Modern well-performing approaches to neural decoding are based on machine learning models such as decision tree ensembles and deep neural networks. The wide range of algorithms that can be utilized to learn from neural spike trains, which are essentially time-series data, results in the need for diverse and challenging benchmarks for neural decoding, similar to the ones in the fields of computer vision and natural language processing. In this work, we propose a spike train classification benchmark, based on open-access neural activity datasets and consisting of several learning tasks such as stimulus type classification, animal’s behavioral state prediction, and neuron type identification. We demonstrate that an approach based on hand-crafted time-series feature engineering establishes a strong baseline performing on par with state-of-the-art deep learning-based models for neural decoding. We release the code allowing to reproduce the reported results.

Author summary

Machine learning-based neural decoding has been shown to outperform traditional approaches like Wiener and Kalman filters on certain key tasks. To further the advancement of neural decoding models, such as improvements in deep neural network architectures and better feature engineering for classical ML models, there need to exist common evaluation benchmarks similar to the ones in the fields of computer vision or natural language processing. In this work, we propose a benchmark consisting of several individual neuron spike train classification tasks based on open-access data from a range of animals and brain regions. We demonstrate that it is possible to achieve meaningful results in such a challenging benchmark using the massive time-series feature extraction approach, which is found to perform similarly to state-of-the-art deep learning approaches.

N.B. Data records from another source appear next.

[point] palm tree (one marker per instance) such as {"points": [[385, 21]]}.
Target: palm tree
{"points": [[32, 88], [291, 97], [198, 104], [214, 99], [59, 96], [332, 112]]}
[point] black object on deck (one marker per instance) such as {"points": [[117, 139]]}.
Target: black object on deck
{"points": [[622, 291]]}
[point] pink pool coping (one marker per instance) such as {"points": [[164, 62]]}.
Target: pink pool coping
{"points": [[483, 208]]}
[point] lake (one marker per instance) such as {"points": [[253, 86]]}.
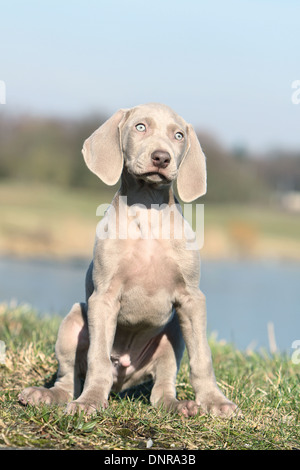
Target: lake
{"points": [[242, 296]]}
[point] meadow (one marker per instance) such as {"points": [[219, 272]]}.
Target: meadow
{"points": [[265, 387], [51, 221]]}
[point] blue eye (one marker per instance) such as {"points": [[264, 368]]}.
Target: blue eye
{"points": [[140, 127], [178, 136]]}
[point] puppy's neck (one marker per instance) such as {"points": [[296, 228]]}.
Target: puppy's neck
{"points": [[139, 191]]}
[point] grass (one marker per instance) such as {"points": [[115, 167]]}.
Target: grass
{"points": [[265, 387]]}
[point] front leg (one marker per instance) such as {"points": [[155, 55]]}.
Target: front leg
{"points": [[102, 315], [191, 310]]}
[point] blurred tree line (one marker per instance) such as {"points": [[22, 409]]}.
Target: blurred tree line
{"points": [[49, 149]]}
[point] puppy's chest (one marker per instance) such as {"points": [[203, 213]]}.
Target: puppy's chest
{"points": [[150, 265]]}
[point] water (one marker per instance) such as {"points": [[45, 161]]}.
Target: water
{"points": [[242, 296]]}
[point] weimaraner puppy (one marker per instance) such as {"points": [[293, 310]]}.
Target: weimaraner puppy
{"points": [[143, 302]]}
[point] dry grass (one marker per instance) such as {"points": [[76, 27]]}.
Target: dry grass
{"points": [[266, 389]]}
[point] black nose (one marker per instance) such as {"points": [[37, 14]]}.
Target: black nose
{"points": [[160, 158]]}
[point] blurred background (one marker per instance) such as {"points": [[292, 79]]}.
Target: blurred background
{"points": [[229, 68]]}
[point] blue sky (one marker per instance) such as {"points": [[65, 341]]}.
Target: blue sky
{"points": [[225, 66]]}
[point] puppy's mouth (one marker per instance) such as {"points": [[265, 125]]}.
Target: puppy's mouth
{"points": [[154, 177]]}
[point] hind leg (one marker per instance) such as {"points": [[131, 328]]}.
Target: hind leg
{"points": [[71, 352], [167, 361]]}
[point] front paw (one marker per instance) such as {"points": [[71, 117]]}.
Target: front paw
{"points": [[85, 406], [221, 407]]}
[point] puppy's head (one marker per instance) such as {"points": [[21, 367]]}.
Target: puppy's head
{"points": [[154, 143]]}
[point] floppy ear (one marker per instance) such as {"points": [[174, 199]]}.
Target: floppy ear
{"points": [[102, 151], [191, 179]]}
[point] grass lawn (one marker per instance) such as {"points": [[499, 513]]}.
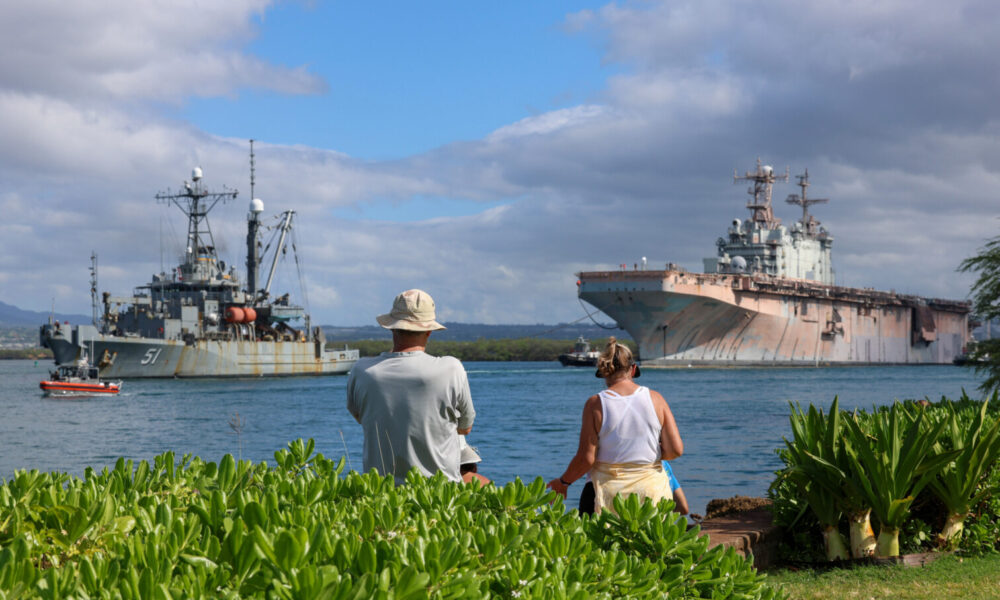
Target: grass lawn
{"points": [[949, 577]]}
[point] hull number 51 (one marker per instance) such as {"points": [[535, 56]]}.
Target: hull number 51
{"points": [[151, 355]]}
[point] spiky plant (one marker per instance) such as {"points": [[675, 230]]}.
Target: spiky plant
{"points": [[891, 460], [816, 437], [977, 442]]}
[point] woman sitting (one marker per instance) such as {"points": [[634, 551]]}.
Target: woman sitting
{"points": [[627, 430]]}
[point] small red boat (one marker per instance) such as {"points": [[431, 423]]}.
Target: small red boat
{"points": [[81, 379]]}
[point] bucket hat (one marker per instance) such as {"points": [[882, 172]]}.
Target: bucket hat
{"points": [[413, 310]]}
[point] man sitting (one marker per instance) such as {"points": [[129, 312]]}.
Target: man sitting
{"points": [[412, 406]]}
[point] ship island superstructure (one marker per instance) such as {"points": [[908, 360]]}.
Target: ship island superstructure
{"points": [[769, 298], [198, 320]]}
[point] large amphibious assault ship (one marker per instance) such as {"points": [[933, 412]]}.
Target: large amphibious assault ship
{"points": [[198, 320], [769, 298]]}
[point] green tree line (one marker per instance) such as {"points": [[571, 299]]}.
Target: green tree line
{"points": [[521, 349]]}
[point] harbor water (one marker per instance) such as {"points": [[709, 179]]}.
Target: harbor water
{"points": [[527, 426]]}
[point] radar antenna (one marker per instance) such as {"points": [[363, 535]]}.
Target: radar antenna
{"points": [[93, 288], [251, 171], [808, 221], [196, 202], [763, 178]]}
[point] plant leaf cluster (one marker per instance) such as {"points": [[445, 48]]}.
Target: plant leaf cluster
{"points": [[882, 462], [304, 529]]}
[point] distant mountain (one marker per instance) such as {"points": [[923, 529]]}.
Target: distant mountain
{"points": [[466, 332], [12, 316]]}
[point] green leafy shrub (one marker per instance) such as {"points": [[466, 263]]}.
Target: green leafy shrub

This is a PLOS Computational Biology Benchmarking paper.


The latest advances in multi-neuronal recording technologies such as two-photon calcium imaging [1], extracellular recordings with multi-electrode arrays [2], Neuropixels probes [3] allow producing large-scale single-neuron resolution brain activity data with remarkable magnitude and precision. Some of the neural spiking data recorded in animals have been released to the public in the scope of data repositories such as [4]. In addition to increasing experimental data access, various neural data analysis tools have been developed, in particular for the task of neural decoding, which is often posed as a supervised learning problem [5]: given the firing activity of a population of neurons at each time point, one has to predict the value of a certain quantity pertaining to animal’s behavior such as its velocity at a given point in time.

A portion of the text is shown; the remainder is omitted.